CAMIVA (Iveco Magirus Fire Fighting Camiva)

La pollution de ce site de Saint-Alban-Leysse fait l'objet d'une instruction en cours par les services de l'État.

Ce que le registre enregistre

Identifiant du siteSSP001016001
Statutsite dont la pollution est instruite par l'État
CommuneSaint-Alban-Leysse
DépartementSavoie
InstructionEn cours

Ce que l'État en dit

Suite à une information du CHSCT de l'entreprise, un inspecteur des installations classées s'est présenté à l'improviste sur le site le 31 mars 2004, pour effectuer une inspection des installations.

Lors de la visite, a été constatée la présence de nombreux déchets sur le parking dit "parking haut" de l'usine (lieu à l'écart de l'usine et ne présentant a priori pas d'intérêt particulier au regard de la législation sur les installations classées pour la protection de l’environnement).

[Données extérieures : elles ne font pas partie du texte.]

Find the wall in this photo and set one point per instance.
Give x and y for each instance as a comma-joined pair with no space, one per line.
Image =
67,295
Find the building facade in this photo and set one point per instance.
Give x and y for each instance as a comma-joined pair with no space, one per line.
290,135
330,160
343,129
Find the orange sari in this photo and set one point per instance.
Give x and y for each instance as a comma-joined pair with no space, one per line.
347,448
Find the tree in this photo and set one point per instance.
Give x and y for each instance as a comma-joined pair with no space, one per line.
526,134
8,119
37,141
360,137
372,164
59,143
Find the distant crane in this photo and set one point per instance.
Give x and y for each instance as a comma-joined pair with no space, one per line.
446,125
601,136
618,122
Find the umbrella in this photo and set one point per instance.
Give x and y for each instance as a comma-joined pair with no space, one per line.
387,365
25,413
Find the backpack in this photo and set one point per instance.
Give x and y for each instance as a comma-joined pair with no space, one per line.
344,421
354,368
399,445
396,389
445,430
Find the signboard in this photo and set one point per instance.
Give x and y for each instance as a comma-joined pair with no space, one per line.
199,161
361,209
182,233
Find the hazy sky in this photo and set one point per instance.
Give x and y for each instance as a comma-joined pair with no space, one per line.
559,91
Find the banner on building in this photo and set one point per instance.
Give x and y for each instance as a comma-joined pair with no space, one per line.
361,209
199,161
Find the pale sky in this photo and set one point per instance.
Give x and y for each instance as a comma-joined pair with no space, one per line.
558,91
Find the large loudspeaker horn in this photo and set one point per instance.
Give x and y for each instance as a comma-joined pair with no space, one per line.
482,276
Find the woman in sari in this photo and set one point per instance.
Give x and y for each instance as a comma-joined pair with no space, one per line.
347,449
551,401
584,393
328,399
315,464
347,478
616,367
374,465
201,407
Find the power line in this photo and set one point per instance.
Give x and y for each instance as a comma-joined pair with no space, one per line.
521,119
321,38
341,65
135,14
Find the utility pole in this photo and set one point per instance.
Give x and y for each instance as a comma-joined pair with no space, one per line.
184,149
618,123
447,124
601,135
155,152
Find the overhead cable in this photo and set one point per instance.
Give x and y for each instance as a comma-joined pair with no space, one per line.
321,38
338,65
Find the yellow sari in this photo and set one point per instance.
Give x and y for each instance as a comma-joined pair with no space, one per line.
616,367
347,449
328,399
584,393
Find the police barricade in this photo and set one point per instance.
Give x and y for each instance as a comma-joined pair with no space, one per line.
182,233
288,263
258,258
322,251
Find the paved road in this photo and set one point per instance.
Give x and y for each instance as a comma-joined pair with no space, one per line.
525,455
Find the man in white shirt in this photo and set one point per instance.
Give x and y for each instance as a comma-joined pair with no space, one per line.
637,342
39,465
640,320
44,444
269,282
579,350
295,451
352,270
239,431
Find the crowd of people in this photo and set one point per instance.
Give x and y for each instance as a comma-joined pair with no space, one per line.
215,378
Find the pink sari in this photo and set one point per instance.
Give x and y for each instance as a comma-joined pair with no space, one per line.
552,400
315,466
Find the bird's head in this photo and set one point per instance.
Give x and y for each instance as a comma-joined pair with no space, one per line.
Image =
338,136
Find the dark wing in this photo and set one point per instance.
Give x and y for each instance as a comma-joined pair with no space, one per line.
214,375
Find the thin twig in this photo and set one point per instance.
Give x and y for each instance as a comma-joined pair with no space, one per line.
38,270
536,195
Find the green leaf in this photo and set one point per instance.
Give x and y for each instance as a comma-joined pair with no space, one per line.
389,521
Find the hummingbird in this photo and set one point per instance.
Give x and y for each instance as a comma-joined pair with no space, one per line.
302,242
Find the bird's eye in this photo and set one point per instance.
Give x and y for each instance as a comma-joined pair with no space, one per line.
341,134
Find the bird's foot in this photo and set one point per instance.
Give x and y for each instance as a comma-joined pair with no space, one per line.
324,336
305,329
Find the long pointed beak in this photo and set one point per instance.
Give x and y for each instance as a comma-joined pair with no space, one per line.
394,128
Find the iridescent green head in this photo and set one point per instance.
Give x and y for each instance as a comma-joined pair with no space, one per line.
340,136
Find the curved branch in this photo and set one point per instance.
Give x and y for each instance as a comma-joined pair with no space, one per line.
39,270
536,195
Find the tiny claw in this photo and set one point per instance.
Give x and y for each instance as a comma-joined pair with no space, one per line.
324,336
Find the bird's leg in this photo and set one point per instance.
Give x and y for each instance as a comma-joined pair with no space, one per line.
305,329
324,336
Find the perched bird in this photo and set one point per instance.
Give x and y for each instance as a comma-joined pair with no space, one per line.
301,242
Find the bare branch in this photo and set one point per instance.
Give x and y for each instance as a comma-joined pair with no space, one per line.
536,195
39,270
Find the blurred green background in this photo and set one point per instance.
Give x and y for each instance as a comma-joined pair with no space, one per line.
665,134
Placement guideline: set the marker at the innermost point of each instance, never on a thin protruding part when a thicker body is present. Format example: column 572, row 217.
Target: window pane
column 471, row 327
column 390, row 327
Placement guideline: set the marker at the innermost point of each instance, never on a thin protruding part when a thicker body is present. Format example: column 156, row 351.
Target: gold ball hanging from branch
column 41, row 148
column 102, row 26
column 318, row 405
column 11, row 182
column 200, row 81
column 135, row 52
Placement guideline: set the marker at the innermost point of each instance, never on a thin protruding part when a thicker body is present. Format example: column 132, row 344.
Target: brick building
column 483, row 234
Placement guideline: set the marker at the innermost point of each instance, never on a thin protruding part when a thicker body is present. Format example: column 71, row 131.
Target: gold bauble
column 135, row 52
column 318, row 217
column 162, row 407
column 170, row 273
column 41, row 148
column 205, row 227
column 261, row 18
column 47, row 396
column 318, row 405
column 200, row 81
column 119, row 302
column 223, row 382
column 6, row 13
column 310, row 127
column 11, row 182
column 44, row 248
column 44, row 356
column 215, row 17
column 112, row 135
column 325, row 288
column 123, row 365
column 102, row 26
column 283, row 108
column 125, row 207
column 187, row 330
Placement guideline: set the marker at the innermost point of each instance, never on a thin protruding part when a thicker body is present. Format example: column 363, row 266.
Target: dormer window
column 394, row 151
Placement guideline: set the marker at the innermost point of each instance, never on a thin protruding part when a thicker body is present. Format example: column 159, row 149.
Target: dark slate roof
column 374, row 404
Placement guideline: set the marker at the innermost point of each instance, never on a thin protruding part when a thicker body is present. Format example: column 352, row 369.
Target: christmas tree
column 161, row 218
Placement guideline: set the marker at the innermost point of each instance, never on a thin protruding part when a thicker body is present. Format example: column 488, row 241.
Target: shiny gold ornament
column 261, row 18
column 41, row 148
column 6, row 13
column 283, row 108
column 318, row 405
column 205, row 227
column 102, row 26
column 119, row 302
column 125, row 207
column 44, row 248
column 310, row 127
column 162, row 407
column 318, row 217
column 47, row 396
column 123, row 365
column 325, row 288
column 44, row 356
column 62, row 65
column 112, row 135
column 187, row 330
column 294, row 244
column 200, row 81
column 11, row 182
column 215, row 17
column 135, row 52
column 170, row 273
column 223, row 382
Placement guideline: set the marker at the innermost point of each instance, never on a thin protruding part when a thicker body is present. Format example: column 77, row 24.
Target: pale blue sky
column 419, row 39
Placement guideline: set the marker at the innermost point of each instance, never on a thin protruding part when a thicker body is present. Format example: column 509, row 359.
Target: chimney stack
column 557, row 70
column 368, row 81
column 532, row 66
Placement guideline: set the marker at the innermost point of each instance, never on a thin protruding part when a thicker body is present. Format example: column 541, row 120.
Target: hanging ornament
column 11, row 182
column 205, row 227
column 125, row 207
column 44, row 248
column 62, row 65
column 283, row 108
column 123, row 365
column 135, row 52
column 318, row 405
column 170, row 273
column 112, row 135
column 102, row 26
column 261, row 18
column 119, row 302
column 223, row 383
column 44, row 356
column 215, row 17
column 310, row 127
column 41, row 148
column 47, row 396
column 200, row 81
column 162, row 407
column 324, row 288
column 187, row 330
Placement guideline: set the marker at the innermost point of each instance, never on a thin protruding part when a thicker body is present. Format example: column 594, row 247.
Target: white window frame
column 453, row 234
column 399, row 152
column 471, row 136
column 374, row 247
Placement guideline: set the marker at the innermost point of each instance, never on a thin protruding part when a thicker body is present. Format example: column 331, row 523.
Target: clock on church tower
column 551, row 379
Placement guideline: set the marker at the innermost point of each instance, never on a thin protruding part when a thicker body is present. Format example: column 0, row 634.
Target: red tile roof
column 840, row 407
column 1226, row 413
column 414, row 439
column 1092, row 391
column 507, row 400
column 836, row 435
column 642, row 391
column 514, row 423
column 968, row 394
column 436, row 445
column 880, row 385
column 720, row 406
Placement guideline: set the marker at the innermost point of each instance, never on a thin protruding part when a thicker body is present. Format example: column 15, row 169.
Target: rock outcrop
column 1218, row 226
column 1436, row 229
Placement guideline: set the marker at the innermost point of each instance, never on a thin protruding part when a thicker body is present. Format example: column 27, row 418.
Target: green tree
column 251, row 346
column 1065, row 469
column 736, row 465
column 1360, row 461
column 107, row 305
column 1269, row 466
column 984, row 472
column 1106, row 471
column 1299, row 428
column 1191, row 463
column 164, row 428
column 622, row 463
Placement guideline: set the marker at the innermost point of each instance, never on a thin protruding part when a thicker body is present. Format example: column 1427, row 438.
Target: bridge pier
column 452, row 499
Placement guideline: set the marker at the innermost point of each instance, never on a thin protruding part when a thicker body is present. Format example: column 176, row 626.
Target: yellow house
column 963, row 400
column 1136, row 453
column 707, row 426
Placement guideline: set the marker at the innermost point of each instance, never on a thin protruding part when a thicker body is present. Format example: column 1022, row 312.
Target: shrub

Ces déchets se composaient de :

- environ dix cuves de 200 litres, pleines de produits chimiques non identifiés contenant a priori des détergents et des produits émulsifs,

- une dizaine de cuves de 100 litres contenant de la poudre pour extincteurs, certaines étant ouvertes et remplies d'eau,

- plusieurs bidons de produits anti-crevaison,

- une quinzaine de bidons au contenu non identifié,

- des ferrailles sur une superficie d'au moins 150 m²,

- une dizaine de batteries dont quelques-unes se sont vidées sur le sol,

- deux palettes de bidons vides dégageant une forte odeur de solvants,

- trois fûts de 200 litres remplis de bombes aérosols,

- trois réservoirs à carburants de camions vides.

Le sol, composé de matériaux tout-venants (sables et graviers), comportait à cet endroit des traces de pollutions évidentes (hydrocarbures, présence d'une mousse verte ….).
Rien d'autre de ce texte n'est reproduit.